Les assassinats et attentats islamistes produisent de la déshumanisation, mais sont-ils inspirés par la déshumanisation de leurs victimes ? Je pense qu’il faut distinguer la déshumanisation comme effet ou comme moyen, et la déshumanisation comme cause, inspiration, motif, origine.
Or les attentats islamistes relèvent à mon avis dans leur inspiration et dans leur « justification » par ceux qui les commettent d’une vision de l’humain qu’il s’agit d’imposer à l’intégralité de l’humanité, dans l’intégralité de ses activités, de ses comportements, de ses pensées : c’est une conception de l’humanité telle qu’elle devrait être qui les guide. Sont éliminés, selon la maxime extrême du persécuteur religieux « Tuez-les tous, Dieu reconnaîtra les siens », non pas des êtres à qui est déniée l’humanité mais des humains qui ne se plient pas à l’injonction intégriste uniformisante ou qui offrent une échappatoire à celle-ci – certes cela n’empêche pas le recours à des images déshumanisantes, mais le fondement est le reproche de déviance, d’infidélité et de mécréance. Il faut rappeler que les attentats islamistes font de nombreuses victimes parmi les musulmans et dans des pays où l’islam est une religion majoritaire, ou même une religion d’Etat. Ce n’est pas la croyance que sa victime est un non-humain qui inspire l’assassin islamiste (de même que ce n’était pas cette croyance qui guidait la persécution inquisitoriale, ni la persécution communiste) mais la croyance qu’il a affaire à un humain au mieux égaré, au pire irrécupérable.
Le schéma de Smith me semble réducteur car au fond il fait du racisme à motif déshumanisant la matrice de toute persécution, et il se contente de son extension idéologique (« la racialisation ») pour élargir le propos : l’idéologie persécutrice y apparaît comme étant issue d’un racisme originaire.
Smith a raison quand il dit qu’il s’agit de conceptions du monde, il a raison aussi quand il souligne que la déshumanisation est un phénomène profondément humain, mais il me semble que ramener la figure de la persécution à un schéma de déni d’humanité manque bien des crimes et des atrocités qui sont pourtant commis récemment et tous les jours.

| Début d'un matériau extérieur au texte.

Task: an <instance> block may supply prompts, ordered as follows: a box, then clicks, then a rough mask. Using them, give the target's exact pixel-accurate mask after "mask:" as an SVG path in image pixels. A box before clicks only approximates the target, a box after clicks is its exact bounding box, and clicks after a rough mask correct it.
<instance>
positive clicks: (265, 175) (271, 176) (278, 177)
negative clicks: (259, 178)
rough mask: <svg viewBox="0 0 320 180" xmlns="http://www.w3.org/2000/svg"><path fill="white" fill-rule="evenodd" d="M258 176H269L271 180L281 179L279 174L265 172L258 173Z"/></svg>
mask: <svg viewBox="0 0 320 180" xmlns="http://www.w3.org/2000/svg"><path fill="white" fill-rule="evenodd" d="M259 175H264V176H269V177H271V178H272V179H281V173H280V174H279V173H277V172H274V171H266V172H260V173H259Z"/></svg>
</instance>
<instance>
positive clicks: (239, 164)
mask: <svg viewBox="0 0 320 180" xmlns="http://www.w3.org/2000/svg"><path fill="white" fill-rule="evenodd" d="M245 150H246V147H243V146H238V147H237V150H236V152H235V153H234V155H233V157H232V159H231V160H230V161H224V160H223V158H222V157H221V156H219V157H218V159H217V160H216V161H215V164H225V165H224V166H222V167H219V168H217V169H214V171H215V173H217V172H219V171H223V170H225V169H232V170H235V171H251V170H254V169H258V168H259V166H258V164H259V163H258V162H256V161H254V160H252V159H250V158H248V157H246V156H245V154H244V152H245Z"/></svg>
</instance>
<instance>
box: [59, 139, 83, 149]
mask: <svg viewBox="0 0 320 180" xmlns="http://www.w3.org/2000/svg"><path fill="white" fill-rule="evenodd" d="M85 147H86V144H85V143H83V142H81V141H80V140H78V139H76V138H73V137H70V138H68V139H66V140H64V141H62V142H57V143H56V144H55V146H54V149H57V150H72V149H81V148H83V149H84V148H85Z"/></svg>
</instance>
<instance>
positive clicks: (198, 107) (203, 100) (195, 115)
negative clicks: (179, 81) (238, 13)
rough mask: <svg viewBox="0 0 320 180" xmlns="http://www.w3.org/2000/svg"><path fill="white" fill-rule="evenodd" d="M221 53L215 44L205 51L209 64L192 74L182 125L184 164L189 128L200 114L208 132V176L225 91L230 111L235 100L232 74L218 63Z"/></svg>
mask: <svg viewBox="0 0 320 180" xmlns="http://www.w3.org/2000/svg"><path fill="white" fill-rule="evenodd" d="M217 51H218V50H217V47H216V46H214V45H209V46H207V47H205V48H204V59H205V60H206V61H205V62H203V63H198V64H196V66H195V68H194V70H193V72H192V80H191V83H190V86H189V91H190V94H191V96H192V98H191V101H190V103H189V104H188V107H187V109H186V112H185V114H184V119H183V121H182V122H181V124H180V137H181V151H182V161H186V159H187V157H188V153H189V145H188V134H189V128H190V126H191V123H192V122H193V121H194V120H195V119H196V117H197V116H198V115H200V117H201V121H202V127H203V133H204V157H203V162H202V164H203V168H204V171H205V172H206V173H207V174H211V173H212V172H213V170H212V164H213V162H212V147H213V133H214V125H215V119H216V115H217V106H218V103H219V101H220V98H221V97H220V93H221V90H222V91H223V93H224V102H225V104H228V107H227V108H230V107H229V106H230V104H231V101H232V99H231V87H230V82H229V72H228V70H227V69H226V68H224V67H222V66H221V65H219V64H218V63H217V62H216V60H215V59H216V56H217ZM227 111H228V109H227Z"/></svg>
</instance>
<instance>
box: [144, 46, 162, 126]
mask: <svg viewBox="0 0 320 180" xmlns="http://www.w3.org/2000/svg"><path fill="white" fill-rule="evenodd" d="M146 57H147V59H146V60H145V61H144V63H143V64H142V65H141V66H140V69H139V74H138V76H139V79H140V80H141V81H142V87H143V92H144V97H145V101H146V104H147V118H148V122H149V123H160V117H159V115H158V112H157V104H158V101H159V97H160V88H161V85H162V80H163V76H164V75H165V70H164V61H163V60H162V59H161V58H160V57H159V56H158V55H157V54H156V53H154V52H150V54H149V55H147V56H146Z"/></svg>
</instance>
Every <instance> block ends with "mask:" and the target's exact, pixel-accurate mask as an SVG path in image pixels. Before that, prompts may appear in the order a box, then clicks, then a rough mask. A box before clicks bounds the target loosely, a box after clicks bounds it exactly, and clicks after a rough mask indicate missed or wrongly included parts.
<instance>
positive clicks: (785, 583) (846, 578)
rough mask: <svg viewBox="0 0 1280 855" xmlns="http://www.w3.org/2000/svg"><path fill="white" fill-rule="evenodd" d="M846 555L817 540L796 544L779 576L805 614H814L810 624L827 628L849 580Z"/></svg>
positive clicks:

Ce livre a été publié en 2020 et ne voit pas, en matière de crimes et de « monstruosités », l’éléphant qui est sous ses yeux (de méchants esprits comme le mien pourraient conclure qu’il a été écrit pour ne pas les voir…).
Votre critique, tout à fait pertinente, manque cependant son objet. Oui, l’assassinat de Samuel Paty n’a pas pour ressort le mécanisme de déshumanisation analysé par Smith. L’erreur me semble imputable au seul auteur de la recension (que je remercie car c’est la seule recension de qualité que j’ai trouvé de l’ouvrage de Smith en français). Mais du coup non, on ne peut pas critiquer la thèse développée dans ce livre comme vous le faite. Car non, il ne fait pas de la déshumanisation « la matrice de toute persécution », comme vous le dites. D. L. Smith est au contraire un monsieur très humble. Il propose dans son livre une tentative de comprendre le mécanisme de déshumanisation, et lui seul, sans en faire l’objet de tous les maux.
Dans un autre livre, Smith est allé au delà du seul mécanisme de déshumanisation, il s’appelle, je crois, « making monsters » – mais je ne l’ai pas lu.
(je vous remercie par ailleurs pour la qualité de votre site, que je viens de découvrir.)